External disruptions in trade cannot interrupt economic development

Source:Xinhua Published: 2019/6/4 17:58:23

China has been on the defensive in its tariff fight with the US, and its restraint is based on the country's knowledge and confidence in its economic strength.

For three consecutive years, the contribution of foreign trade to the Chinese economy, measured by the ratio of net export increment to gross domestic product, has been negative. Domestic demand has propelled the country's economic expansion.

Last year, the contribution rate of domestic demand amounted to 108.6 percent, Ning Jizhe, head of the National Bureau of Statistics, told Xinhua in an interview.

Specifically, consumer spending contributed 76.2 percent as a major engine. 

The days when the Chinese economy mainly relied on the trio of exports, consumption and investment for growth have passed.

Ready-made buffer

As the economy has been evolving into a consumption-led model, the Chinese have the confidence to weather the trade war headwinds and remain cool and collected, Ning said.

Guo Shuqing, Party chief of the People's Bank of China and chairman of the China Banking and Insurance Regulatory Commission, said the negative effects on China's economy were limited and "completely controllable" since domestic consumption had become the strongest impetus for economic growth.

"Most of the Chinese exports to the US are very suitable for domestic consumption," Guo said. "A large portion of them will be consumed in China's rapidly-expanding market, thanks to the country's ongoing consumption upgrading."

Boosted by an improved business environment and innovation, China continues to release its enormous market potential and propel upgrades to consumption, Ning said.

Non-stop efforts

In the face of external uncertainties and challenges, the country is launching a string of measures to seek progress on the basis of ensuring stability in all fields.

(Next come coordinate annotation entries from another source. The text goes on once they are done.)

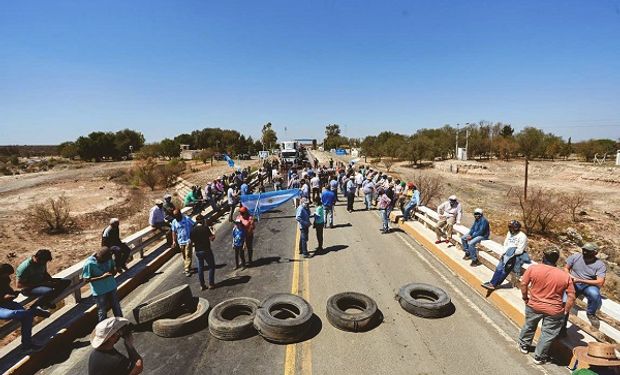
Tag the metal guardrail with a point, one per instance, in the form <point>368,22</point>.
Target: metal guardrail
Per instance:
<point>137,242</point>
<point>610,319</point>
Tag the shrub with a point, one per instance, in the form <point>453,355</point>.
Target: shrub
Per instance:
<point>52,216</point>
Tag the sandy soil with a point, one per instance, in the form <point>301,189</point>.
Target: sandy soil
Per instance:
<point>95,194</point>
<point>495,185</point>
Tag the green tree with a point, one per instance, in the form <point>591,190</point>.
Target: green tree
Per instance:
<point>269,137</point>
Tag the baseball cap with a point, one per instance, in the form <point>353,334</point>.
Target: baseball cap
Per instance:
<point>105,329</point>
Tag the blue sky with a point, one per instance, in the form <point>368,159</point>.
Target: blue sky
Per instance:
<point>166,67</point>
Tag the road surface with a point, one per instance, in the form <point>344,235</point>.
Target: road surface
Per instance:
<point>475,339</point>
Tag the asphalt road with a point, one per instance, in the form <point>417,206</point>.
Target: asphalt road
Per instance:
<point>475,339</point>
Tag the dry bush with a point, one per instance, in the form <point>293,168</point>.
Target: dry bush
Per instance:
<point>541,211</point>
<point>574,203</point>
<point>430,187</point>
<point>169,172</point>
<point>52,216</point>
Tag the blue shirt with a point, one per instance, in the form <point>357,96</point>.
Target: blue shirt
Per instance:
<point>328,198</point>
<point>92,268</point>
<point>480,228</point>
<point>238,236</point>
<point>183,229</point>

To stabilize employment, the country will continue to encourage entrepreneurship, offer more support to emerging industries, and conduct vocational training for university graduates and those with employment difficulties, Ning said.

Meanwhile, Ning urged the acceleration of investment within the central government's budget to step up infrastructure construction, enhance public services, and promote the upgrading of manufacturing technologies and facilities.

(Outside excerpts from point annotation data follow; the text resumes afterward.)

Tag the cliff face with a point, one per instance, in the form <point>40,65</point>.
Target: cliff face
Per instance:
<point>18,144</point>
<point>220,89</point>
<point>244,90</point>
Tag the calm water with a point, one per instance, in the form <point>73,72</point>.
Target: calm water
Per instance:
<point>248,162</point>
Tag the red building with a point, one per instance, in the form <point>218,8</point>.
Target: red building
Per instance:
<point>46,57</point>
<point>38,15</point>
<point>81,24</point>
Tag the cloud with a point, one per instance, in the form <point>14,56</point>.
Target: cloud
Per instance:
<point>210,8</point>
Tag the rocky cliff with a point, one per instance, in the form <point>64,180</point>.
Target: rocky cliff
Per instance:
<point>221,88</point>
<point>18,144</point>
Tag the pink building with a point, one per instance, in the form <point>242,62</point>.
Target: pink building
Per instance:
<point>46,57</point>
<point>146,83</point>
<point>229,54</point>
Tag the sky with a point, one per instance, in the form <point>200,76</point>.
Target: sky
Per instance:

Central budgetary investment is also encouraged in building new infrastructure in the telecommunication and Internet industries, while more measures will be unveiled to attract private investment in key fields.

Vowing to create a more open and friendly environment for foreign investors, China will introduce a shortened negative list for foreign investment by the end of June and make moves to boost foreign investment in the central and western regions.

More efforts will be made to better serve significant foreign investment projects in new energy vehicles and new petrochemical industries, with the scale of investment reaching more than $10 billion, Ning said.

Ning stressed that although the temporary volatility in the external environment could affect market expectations, in the long run, the positive prospects for the Chinese economy will boost business morale.

"Confidence in the Chinese market will definitely be growing given the stable, healthy and sustainable development of the economy," he said.